The Director, AI/ML Engineer requires a unique mix of software engineering and machine learning skills necessary to create, deploy and maintain computationally efficient ML implementations, frameworks, tools and end-to-end solutions. This role has a specific focus on emerging artificial intelligence implementation into our tools and platforms. A strong understanding of math, algorithms, ML and data pipelines along with DevOps & MLOps best practices that will scale across many users and/or large, complex, and diverse data sets is critical to success.
Responsibilities:
- Lead and manage a team of 4-5 individuals focusing on AI/ML Engineering, Data Development, and deployment of services into AKS.
- Foster a collaborative and innovative team environment, encouraging professional growth and development among team members.
- Leverage known patterns, frameworks, and tools for automating & deploying machine learning solutions
- Develop new tools, processes and operational capabilities to monitor and analyze model performance and data accuracy where needed
- Work with researchers to optimize and scale Machine Learning Solutions using best practices in DevOps & MLOps
- Abstract ML solutions as packages, APIs, or components that could be reused across the business
- Build, steward, and maintain production-grade solutions (robust, reliable, maintainable, observable, scalable, performant etc.) to manage and serve machine learning models and science solutions
- Research state of the art artificial intelligence and machine learning algorithms, patterns, processes, and tooling to identify new opportunities for implementation across the enterprise. Serve as early adopter of new machine learning tools, platforms, and processes.
- Understand business requirements and trade-off scale, risk, and accuracy to maximize value and translate research into consumable products or services
- Reduce time to delivery, automate ML pipelines, and implement continuous feedback & monitoring practices
- Provide formal and informal guidance to peer data scientists and engineers within 84.51˚.
- Apply appropriate documentation, version control, and other internal communication practices across channels.
- Make time-sensitive decisions and solve urgent problems without escalation.
Qualifications, Skills, and Experience:
- Bachelor’s degree or higher in Machine Learning, Computer Science, Computer Engineering, Applied Statistics, or related field.
- 7+ years of experience developing cloud-based software solutions and an understanding of design for scalability, performance, and reliability.

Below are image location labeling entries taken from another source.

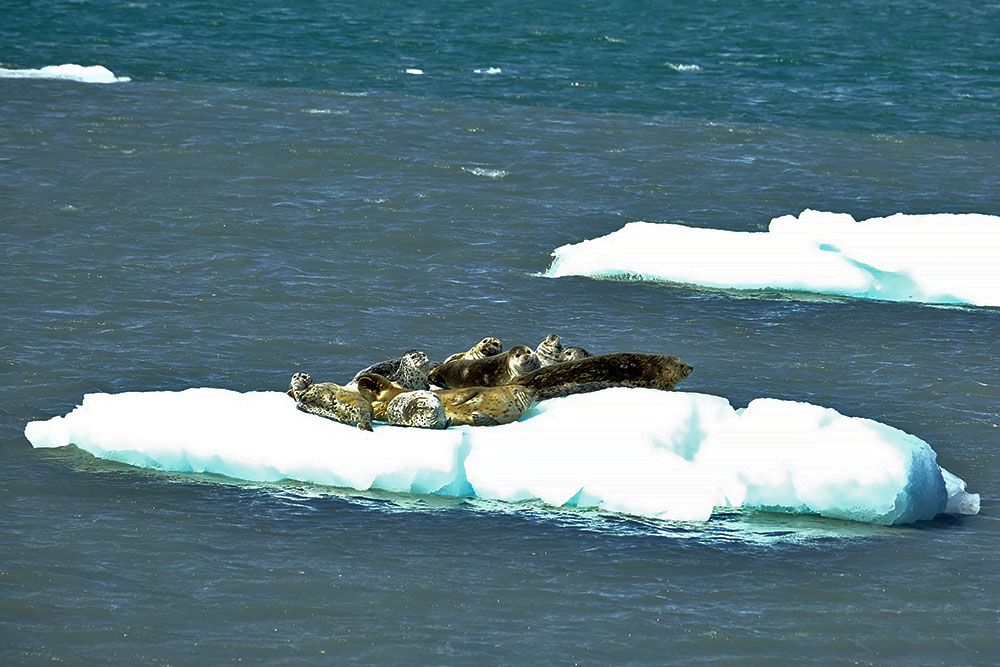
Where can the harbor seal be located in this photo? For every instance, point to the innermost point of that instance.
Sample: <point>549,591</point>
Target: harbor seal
<point>409,370</point>
<point>419,408</point>
<point>550,351</point>
<point>487,347</point>
<point>624,369</point>
<point>500,369</point>
<point>330,400</point>
<point>472,406</point>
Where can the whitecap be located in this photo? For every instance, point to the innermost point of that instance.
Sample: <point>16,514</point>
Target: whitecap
<point>68,72</point>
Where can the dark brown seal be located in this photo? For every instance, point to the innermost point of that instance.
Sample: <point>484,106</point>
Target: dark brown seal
<point>624,369</point>
<point>492,371</point>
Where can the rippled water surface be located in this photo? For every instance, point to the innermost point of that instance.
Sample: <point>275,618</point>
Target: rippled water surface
<point>272,192</point>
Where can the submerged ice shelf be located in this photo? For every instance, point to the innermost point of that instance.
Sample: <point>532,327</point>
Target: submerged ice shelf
<point>676,456</point>
<point>942,258</point>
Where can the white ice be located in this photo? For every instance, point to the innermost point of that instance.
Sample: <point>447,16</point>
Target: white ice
<point>941,258</point>
<point>69,72</point>
<point>668,455</point>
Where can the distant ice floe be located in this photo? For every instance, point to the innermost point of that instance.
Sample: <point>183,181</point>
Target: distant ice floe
<point>488,173</point>
<point>677,455</point>
<point>681,67</point>
<point>941,258</point>
<point>70,72</point>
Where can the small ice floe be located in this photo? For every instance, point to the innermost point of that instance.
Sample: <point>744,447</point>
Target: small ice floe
<point>68,72</point>
<point>929,258</point>
<point>666,455</point>
<point>488,173</point>
<point>681,67</point>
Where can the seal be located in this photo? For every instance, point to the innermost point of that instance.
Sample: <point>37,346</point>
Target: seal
<point>409,370</point>
<point>623,369</point>
<point>550,351</point>
<point>500,369</point>
<point>574,353</point>
<point>330,400</point>
<point>487,347</point>
<point>472,406</point>
<point>419,408</point>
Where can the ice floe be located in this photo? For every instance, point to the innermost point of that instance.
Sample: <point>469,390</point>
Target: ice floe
<point>667,455</point>
<point>939,258</point>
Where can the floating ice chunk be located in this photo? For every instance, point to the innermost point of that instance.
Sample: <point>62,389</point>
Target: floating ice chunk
<point>69,72</point>
<point>681,67</point>
<point>488,173</point>
<point>667,455</point>
<point>943,258</point>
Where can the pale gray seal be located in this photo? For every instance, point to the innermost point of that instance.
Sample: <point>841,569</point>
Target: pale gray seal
<point>487,347</point>
<point>330,400</point>
<point>473,406</point>
<point>550,351</point>
<point>500,369</point>
<point>419,408</point>
<point>409,370</point>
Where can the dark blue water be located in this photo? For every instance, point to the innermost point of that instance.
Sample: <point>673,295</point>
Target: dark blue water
<point>272,191</point>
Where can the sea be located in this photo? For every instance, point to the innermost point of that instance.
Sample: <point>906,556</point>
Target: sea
<point>287,185</point>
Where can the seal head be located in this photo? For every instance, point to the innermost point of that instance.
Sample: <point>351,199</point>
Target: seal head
<point>419,408</point>
<point>550,351</point>
<point>409,370</point>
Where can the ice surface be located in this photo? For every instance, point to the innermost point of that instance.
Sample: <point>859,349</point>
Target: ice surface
<point>669,455</point>
<point>69,72</point>
<point>941,258</point>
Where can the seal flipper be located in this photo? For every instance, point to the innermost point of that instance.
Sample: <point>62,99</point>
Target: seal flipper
<point>481,419</point>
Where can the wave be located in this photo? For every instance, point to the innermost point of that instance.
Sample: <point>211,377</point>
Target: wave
<point>69,72</point>
<point>680,456</point>
<point>940,259</point>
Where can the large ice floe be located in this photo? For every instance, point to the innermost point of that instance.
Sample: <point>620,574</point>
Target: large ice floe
<point>68,72</point>
<point>941,258</point>
<point>666,455</point>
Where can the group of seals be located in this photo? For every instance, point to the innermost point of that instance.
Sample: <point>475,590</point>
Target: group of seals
<point>482,386</point>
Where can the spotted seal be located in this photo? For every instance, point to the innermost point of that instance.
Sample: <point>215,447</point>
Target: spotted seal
<point>419,408</point>
<point>487,347</point>
<point>623,369</point>
<point>550,351</point>
<point>500,369</point>
<point>472,406</point>
<point>409,370</point>
<point>330,400</point>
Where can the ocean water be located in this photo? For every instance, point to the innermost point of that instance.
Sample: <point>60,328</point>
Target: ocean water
<point>272,191</point>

- 7+ years of experience using advanced algorithms, programming languages, or technologies
- 4+ yrs hands-on experience building large-scale ML models, preferably as a data scientist; 2+ years experience in emerging AI preferred
- 4+ years of experience in tech consulting, retail or related professional services preferred
- Hands-on experience in the full end to end SDLC developing software solutions that scale and leverage CI/CD and MLOps to develop, test, and deploy.
- Experience building large-scale algorithmic solutions that have been successfully delivered to stakeholders.

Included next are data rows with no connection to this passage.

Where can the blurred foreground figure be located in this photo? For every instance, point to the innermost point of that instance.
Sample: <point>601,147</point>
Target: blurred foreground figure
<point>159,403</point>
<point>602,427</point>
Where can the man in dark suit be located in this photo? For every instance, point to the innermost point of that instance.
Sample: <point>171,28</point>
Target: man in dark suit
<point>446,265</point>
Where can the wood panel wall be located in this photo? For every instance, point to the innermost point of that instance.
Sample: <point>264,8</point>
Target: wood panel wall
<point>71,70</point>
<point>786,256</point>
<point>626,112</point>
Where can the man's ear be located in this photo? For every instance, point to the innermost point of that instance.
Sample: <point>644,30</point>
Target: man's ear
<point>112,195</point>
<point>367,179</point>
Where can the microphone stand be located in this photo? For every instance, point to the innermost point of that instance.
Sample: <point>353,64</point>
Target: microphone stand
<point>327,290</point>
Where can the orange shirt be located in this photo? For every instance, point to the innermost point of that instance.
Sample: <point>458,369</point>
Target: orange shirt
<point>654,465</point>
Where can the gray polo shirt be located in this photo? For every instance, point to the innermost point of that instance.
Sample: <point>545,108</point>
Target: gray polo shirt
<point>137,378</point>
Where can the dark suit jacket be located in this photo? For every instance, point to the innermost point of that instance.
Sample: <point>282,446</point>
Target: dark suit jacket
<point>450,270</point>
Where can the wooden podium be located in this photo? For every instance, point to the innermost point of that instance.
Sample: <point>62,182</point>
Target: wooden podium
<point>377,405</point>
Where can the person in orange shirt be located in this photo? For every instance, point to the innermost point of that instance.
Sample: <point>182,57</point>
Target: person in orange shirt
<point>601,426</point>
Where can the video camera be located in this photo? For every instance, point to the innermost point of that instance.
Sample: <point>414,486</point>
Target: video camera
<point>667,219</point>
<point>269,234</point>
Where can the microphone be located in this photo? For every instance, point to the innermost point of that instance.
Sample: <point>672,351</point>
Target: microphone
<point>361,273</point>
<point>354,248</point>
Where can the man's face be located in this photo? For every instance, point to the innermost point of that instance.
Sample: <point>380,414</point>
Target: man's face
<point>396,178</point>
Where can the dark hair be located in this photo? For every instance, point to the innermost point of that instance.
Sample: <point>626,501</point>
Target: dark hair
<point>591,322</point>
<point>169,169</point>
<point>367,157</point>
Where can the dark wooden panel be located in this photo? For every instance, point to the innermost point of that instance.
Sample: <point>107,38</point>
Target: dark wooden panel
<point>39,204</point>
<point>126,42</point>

- Excellent communication skills, particularly on technical topics.
- Strong time and project management skills; the ability to balance multiple, simultaneous work items and prioritize as necessary.
- Knowledge of deep learning methods is highly preferred.

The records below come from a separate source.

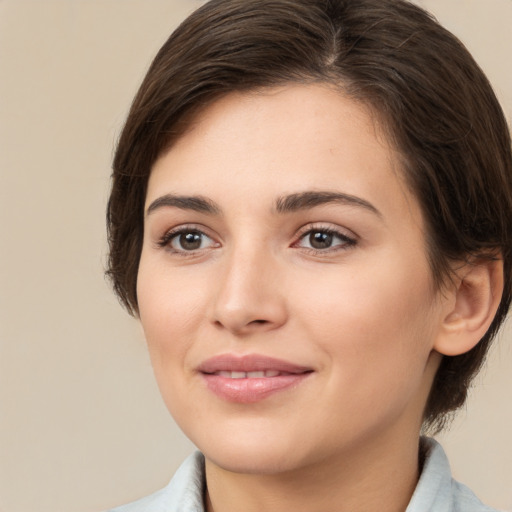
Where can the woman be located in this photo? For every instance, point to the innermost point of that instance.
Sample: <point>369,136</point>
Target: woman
<point>311,215</point>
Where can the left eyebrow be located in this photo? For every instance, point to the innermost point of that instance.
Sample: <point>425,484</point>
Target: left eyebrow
<point>310,199</point>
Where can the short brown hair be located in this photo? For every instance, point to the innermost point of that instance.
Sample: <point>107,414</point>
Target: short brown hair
<point>437,105</point>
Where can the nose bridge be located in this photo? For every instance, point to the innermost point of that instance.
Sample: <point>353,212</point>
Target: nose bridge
<point>249,295</point>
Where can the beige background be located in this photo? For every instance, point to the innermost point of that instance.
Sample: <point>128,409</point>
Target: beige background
<point>81,424</point>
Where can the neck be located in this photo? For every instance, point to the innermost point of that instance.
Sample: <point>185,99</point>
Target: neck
<point>380,477</point>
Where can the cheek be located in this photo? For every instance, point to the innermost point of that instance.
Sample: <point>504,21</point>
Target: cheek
<point>379,314</point>
<point>169,310</point>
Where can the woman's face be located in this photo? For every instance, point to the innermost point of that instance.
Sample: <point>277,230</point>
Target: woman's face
<point>283,286</point>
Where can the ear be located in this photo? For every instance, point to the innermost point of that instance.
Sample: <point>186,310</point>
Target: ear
<point>471,305</point>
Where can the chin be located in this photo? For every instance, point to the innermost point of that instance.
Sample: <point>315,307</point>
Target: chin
<point>247,456</point>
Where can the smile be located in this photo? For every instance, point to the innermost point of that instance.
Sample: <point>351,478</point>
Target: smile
<point>249,375</point>
<point>250,379</point>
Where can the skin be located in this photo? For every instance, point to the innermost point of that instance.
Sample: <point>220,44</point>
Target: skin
<point>363,313</point>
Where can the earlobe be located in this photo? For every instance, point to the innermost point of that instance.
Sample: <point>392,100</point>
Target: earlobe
<point>475,297</point>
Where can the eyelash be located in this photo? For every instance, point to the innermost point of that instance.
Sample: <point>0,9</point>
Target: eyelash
<point>167,239</point>
<point>346,241</point>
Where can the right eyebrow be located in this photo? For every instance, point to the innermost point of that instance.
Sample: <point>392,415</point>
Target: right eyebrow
<point>195,203</point>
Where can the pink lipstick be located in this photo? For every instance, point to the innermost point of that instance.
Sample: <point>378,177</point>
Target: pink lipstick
<point>251,378</point>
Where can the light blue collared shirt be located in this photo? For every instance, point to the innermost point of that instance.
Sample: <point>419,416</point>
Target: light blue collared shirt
<point>436,491</point>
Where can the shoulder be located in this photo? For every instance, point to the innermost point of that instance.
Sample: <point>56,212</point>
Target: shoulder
<point>437,490</point>
<point>184,493</point>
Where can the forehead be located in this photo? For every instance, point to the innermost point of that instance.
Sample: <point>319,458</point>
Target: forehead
<point>283,140</point>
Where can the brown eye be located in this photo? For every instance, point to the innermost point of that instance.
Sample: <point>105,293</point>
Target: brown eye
<point>320,239</point>
<point>190,240</point>
<point>325,240</point>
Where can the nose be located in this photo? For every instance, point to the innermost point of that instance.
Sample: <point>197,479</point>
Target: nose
<point>250,297</point>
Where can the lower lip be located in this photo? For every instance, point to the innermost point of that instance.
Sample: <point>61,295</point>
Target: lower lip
<point>248,391</point>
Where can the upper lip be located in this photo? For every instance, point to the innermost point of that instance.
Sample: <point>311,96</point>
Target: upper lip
<point>249,363</point>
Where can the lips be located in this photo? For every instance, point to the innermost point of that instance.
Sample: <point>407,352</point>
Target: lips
<point>251,378</point>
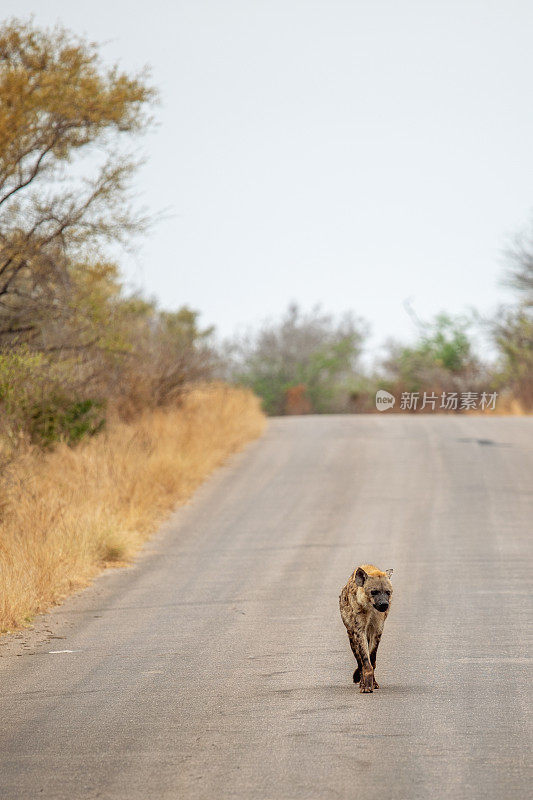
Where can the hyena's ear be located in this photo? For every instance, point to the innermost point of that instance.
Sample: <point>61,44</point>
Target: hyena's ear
<point>360,576</point>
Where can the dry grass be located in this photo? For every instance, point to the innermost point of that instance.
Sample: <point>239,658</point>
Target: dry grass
<point>67,514</point>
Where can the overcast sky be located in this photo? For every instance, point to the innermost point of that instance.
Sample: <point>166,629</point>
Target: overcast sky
<point>352,153</point>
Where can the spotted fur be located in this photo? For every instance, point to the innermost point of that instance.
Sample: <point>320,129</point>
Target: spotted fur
<point>368,590</point>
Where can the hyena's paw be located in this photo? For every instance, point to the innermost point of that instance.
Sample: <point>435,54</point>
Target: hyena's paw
<point>367,684</point>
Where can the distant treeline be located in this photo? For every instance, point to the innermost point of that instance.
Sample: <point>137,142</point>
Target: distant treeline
<point>75,346</point>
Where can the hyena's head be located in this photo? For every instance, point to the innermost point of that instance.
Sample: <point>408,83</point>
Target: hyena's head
<point>376,586</point>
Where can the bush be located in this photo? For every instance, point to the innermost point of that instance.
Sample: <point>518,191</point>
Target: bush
<point>303,363</point>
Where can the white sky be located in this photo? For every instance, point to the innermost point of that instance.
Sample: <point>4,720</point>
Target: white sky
<point>350,153</point>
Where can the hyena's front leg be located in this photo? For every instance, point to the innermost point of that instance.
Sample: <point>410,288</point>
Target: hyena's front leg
<point>359,647</point>
<point>355,651</point>
<point>373,654</point>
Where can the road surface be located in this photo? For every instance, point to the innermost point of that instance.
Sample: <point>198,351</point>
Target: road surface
<point>218,666</point>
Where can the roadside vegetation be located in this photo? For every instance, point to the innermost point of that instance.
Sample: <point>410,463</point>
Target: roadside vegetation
<point>107,416</point>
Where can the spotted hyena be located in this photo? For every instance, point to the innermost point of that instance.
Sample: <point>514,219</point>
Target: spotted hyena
<point>365,603</point>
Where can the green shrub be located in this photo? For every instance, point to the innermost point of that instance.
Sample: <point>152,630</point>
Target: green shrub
<point>59,419</point>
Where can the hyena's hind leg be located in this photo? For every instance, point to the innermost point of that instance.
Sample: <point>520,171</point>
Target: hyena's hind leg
<point>358,670</point>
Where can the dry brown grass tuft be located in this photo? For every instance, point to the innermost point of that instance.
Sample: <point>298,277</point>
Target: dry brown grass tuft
<point>67,514</point>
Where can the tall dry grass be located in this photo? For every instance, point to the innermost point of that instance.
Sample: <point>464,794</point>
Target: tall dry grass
<point>67,514</point>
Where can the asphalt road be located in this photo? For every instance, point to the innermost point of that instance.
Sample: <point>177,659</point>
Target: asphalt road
<point>218,666</point>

- Working experience in one or more ML frameworks such as PyTorch, TensorFlow, MLLib, and MLFlow
- Knowledge of E2E Machine Learning pipeline and MLOps tools (e.g. Model registry, Experiment tracking, feature store, model monitoring)
- Hands-on experience with technologies such as Azure, Spark, Nvidia Triton and Databricks
- Strong skills in Python
- Kubernetes & Docker experience
- CI/CD Pipeline experience; Github Actions a plus
- Terraform experience
- API development experience a plus
IMPORTANT INFO
This is a Hybrid position. Candidates must be able to come into the office on Monday, Tuesday, and Wednesday of each week. We have locations in Cincinnati, OH, Chicago, IL, Deerfield, IL, New York, NY, and Portland, OR. There are no remote options for this position.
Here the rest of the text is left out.